Here are these axioms in $(\leq, =)$ signature:


*

*$\forall x (x \leq x)$ - reflexivity

*$\forall x \forall y \forall z (x \leq y \land y \leq z \to x \leq z)$ - transitivity

*$\forall x \forall y (x \leq y \land y \leq x \to x = y)$ - antisymmetry

*$\forall x \forall y \exists z (x \leq z \land y \leq z \land (\forall w (x \leq w \land y \leq w \to z \leq w)))$ - supremum

*$\forall x \forall y \exists z (z \leq x \land z \leq y \land (\forall w (w \leq x \land w \leq y \to w \leq z)))$ - infimum


I believe I've done the first 3 axioms right:


*

*reflexivity is the same

*$\forall x \forall y \forall z ((\sup(x, y) \leq \sup(y, z) \to y \leq z) \to x \leq z)$ - transitivity

*$\forall x \forall y (\sup(x, y) = \inf(x, y) \to x = y)$ - antisymmetry


I've stuck with supremum and infimum. I've thought about something like that:


*

*$\forall x \forall y \forall z (\sup(x, y) = z \to \forall w (x \leq w \land y \leq w \to z \leq w))$


But then again I should somehow get rid of conjunction.

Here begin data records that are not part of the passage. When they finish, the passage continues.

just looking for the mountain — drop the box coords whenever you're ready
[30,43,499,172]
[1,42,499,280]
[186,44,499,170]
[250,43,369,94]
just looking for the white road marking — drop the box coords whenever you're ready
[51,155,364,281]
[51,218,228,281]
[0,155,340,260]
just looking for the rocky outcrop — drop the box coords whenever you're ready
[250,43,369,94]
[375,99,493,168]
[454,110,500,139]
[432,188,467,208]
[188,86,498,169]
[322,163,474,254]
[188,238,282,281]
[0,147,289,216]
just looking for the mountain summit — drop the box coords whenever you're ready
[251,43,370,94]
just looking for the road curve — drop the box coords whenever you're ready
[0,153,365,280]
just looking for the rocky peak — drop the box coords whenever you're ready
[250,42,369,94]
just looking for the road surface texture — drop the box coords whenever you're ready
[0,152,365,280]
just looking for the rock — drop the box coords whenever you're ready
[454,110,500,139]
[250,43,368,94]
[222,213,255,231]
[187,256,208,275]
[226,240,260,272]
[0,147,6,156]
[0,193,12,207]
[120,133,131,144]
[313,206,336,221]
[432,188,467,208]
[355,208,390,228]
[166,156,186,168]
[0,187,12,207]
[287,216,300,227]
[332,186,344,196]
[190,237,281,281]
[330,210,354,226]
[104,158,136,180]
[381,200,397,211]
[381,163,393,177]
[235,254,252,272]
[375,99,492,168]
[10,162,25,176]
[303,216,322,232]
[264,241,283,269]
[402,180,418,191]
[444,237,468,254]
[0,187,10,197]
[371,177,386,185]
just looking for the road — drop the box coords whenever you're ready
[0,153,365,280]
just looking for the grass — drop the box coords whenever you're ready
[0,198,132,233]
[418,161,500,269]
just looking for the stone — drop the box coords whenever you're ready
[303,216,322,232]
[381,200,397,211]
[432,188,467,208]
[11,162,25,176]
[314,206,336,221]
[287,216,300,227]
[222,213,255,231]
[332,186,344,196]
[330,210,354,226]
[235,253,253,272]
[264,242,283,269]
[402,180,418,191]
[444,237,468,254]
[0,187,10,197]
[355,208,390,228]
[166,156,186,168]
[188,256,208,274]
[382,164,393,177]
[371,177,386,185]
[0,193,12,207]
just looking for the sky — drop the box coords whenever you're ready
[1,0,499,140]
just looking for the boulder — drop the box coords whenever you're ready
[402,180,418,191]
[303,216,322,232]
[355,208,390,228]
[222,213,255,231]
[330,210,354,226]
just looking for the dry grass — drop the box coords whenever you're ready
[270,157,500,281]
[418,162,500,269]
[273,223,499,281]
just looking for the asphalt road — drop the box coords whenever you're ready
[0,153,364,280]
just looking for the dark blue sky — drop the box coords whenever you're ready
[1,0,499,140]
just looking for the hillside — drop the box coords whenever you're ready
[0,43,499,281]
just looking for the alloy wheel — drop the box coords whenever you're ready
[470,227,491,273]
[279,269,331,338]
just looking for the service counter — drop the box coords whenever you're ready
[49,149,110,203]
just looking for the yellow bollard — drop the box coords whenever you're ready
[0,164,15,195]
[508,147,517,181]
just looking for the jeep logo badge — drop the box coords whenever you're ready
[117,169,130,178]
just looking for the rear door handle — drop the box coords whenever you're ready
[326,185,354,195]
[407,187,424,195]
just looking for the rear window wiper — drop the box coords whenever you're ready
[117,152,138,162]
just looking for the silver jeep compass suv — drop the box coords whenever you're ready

How can I do it?
Thank you.
 A: It is easy to see that for any three formulas $\phi, \psi$ and $\theta$ the formula $\phi \to \psi \to \theta$ is equivalent to $\phi \land \psi \to \theta$ (where $\phi \to \psi \to \theta$ means $\phi \to (\psi \to \theta)$, i.e. $\to$ associates to the right). 
Using this we can rewrite, for example, antisymmetry as
$$
\forall x \forall y (x \leq y \to y \leq x \to x =y)
$$
and transitivity to
$$
\forall x \forall y \forall z(x \leq y \to y \leq z \to x \leq z)
$$
The supremum axiom would thus be, following your start attempt, written as
$$
\forall x\forall y \forall z(\sup(x,y)=z \to \forall w(x \leq w \to y \leq w \to z \leq w))
$$
but you could simplify this by getting rid of the $z$ in the quantification if $\sup$ is a function symbol, i.e. you could state
$$
\forall x\forall y \forall w(x \leq w \to y \leq w \to \sup(x,y) \leq w))
$$
but note that these to are not enough to characterize suprema on their own, you also need, for instance
$$
\forall x\forall y (x \leq \sup(x,y))
$$
and
$$
\forall x\forall y (y \leq \sup(x,y)).
$$